Since its first appearance in 2000, the J12 has combined a unique artistic approach to technical expertise; capturing the essence of its time period in its boldness and innovation.
Three years after its initial release in black, J12 surprised audiences with white ceramic in both its 38-mm and 33-mm versions. This stylistic palette choice produced an immense shock to the watchmaking industry. All the more, it was a seismic advancement from the previous year’s model, which pioneered the inclusion of a chronograph.
In 2005, the J12 Superleggera watch evolved to not just include a chronograph, but also a tourbillon. The addition proved to be astonishing to watch buyers, who praised the unique style and craftsmanship. Furthermore, the watch had exhibited ultra-lightness due to its aluminum skeleton.
Chanel’s partnership with Audemars Piguet in 2008 resulted in the birth of a high-end calibre watch (AP 3125), in which Chanel redesigned the balance bridge and curated a golden rotor coated in black ceramic. The next year, the partnership carried on, bearing a limited series of five watches, all powered by the previous year’s caliber 3125.
In 2009, Chanel’s Swiss workshop in La Chaux-de-Fonds constructed the J12 Noir Intense, which proved to be yet another pioneer in the watchmaking industry. This model boasted 724 baguette diamonds, giving the new watch amazing allure.
Chanel’s 2010 model, the J12 Marine, iconized sport-chic timepieces. Water-resistant to 300 meters with a sleek rubber strap, the watch was every deep diver’s dream.
That same year, Chanel entrusted one of the most respected horologists, Giulio Papi, to design the J12 Rétrograde Mystérieuse. The unique design was offered in both high-resistance black and white ceramic with gold. It combined many of the world’s firsts, a tourbillon, digital minutes display, retrograde minutes hand, 10-day power reserve, and a retractable crown.

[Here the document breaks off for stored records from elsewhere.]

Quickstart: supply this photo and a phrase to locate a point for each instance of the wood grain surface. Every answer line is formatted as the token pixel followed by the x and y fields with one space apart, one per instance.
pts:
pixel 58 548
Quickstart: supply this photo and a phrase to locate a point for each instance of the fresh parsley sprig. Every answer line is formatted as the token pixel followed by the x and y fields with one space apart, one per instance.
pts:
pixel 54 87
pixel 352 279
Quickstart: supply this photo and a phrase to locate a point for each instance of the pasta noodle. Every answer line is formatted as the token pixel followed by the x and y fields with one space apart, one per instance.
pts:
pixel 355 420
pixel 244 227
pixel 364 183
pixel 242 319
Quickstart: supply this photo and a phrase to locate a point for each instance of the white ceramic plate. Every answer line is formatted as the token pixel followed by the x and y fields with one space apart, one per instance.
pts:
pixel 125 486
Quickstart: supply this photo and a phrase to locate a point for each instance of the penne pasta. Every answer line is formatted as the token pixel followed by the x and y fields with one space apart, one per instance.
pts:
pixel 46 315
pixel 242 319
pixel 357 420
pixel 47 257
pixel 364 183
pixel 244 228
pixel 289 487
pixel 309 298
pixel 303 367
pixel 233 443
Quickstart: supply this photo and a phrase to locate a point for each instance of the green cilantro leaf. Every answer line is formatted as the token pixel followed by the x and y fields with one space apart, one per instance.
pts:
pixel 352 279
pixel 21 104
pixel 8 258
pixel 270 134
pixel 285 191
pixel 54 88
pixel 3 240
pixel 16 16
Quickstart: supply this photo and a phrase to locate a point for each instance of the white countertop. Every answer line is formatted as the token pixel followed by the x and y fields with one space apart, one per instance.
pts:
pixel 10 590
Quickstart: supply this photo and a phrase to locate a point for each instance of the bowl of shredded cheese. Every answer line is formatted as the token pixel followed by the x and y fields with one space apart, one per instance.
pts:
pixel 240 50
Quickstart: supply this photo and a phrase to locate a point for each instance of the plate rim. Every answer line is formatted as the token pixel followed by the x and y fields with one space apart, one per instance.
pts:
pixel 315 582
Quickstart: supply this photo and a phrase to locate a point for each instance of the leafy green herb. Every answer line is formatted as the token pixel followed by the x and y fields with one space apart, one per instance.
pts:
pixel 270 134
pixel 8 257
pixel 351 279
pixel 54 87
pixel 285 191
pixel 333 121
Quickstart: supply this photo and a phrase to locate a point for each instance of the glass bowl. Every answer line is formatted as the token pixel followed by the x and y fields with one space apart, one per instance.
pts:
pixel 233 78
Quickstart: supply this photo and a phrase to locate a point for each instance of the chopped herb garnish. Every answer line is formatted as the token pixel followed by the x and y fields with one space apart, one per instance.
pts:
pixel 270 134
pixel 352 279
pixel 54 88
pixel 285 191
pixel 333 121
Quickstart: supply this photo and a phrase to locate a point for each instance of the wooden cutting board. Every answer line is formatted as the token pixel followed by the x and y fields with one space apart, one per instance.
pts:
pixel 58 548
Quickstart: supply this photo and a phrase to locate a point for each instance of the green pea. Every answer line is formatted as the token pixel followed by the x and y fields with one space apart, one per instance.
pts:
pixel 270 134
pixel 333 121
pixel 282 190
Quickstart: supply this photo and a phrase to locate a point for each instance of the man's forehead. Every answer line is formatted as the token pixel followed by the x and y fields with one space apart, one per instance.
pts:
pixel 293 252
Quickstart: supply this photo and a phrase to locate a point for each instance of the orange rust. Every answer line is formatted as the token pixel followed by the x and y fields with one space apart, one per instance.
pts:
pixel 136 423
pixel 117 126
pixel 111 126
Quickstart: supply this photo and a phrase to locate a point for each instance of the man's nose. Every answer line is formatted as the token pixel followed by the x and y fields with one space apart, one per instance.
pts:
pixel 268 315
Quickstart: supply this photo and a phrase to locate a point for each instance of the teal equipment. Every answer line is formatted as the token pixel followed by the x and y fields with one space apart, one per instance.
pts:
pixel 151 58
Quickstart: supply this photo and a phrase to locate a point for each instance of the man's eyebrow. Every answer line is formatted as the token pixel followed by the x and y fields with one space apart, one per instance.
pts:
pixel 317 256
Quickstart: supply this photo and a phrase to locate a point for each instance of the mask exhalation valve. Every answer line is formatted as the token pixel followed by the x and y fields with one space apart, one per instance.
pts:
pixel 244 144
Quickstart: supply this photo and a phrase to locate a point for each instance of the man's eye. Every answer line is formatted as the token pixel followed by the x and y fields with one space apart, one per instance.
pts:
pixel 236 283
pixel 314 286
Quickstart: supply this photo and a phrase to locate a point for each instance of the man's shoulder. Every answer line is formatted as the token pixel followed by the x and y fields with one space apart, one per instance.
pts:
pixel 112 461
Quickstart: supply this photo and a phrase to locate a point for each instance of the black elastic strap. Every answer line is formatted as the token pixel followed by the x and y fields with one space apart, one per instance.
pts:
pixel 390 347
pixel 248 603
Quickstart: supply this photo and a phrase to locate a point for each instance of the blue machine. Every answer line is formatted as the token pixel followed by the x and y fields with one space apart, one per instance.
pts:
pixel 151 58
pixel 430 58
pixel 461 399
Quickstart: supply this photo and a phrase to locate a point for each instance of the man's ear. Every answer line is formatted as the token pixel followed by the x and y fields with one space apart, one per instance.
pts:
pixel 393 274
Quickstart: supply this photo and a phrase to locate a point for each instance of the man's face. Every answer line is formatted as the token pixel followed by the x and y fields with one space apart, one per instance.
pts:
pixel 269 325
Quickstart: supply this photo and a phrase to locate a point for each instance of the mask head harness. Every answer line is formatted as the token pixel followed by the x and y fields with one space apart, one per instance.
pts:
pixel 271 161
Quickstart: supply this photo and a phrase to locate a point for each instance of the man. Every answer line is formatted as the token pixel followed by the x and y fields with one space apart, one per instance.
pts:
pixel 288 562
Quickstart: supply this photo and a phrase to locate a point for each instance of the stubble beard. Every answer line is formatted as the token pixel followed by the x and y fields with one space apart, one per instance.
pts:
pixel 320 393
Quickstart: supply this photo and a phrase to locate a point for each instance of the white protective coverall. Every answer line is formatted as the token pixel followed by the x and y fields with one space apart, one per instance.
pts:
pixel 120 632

The 2011 model broke away from black and white – J12’s fundamental colours – and opted for a titanium ceramic. The new material was eye-catching; transforming light into an array of vibrancy and life.
The J12 Moonphase, released two years later, merged a deep blue aventurine J12 watch face with a mechanical display of different moon phases, combining femininity with the distinctiveness that characterised the J12 line.
2014 encompassed an adventurous turn for the watchline, with the release of the J12-G10 watch. A partnership with the infamous military NATO bracelet, the J12’s large-scale alligator leather was replaced with nylon and baguette cut diamonds.
Just two years later, the J12 XS line was released. This 19-mm miniature watch face version was featured on gloves, cuffs, and rings. Designed by Arnaud Chastaingt, the new Director of the Chanel Watchmaking Creation Studio, the J12 XS embodied an unexpected and paradoxical take on the J12 line.
In 2018, Chanel presented a set of 12 one-of-a-kind watches, decorated with abstract compositions in their ceramic. Moreover, when combined, the set surprised audiences by forming a polyptych, showcasing a graphic design by Chanel’s Watchmaking Creation Studio.
Chastaingt transformed the silhouette of the J12 by softening its profile. All the while, sustaining the watch’s true character, rooted in legend and success. Chastaingt’s delicate makeover to the J12 earned Chanel an award at the 2019 Grand Prix d’Horlogerie de Genève ceremony in the Ladies’ category.
Now 20 years old, the J12 line has not yet lost its touch, as Chanel launches two new J12 models this year.
The J12 Paradoxe is a combination of light and mystery, as two ceramic cases are fused together – one black and one white. Living up to its name, the final fusion of the cases reveals the opposing nature of the hues.
Seemingly contradictory to the J12 Paradoxe, the J12 X-RAY abolishes colour altogether. Its plate, timer, bridge and cog bridge are all made of sapphire crystal. Similarly, it’s the first of its kind to have a strap composed solely of raw sapphires. And the diamonds in this sapphire chain give the illusion of 12 diamonds perfectly balanced in suspension.
For its 20th anniversary, the J12 wants to play. Twenty symbols from the Maison Chanel (a 2.55 bag, a camellia, a bottle of No5 perfume, a tweed jacket to name a few) and 12 embedded diamonds make up the J12•20. It’s a limited edition that encapsulates freedom and is also available in an Haute Horlogerie enamelled version, numbered and limited to five pieces.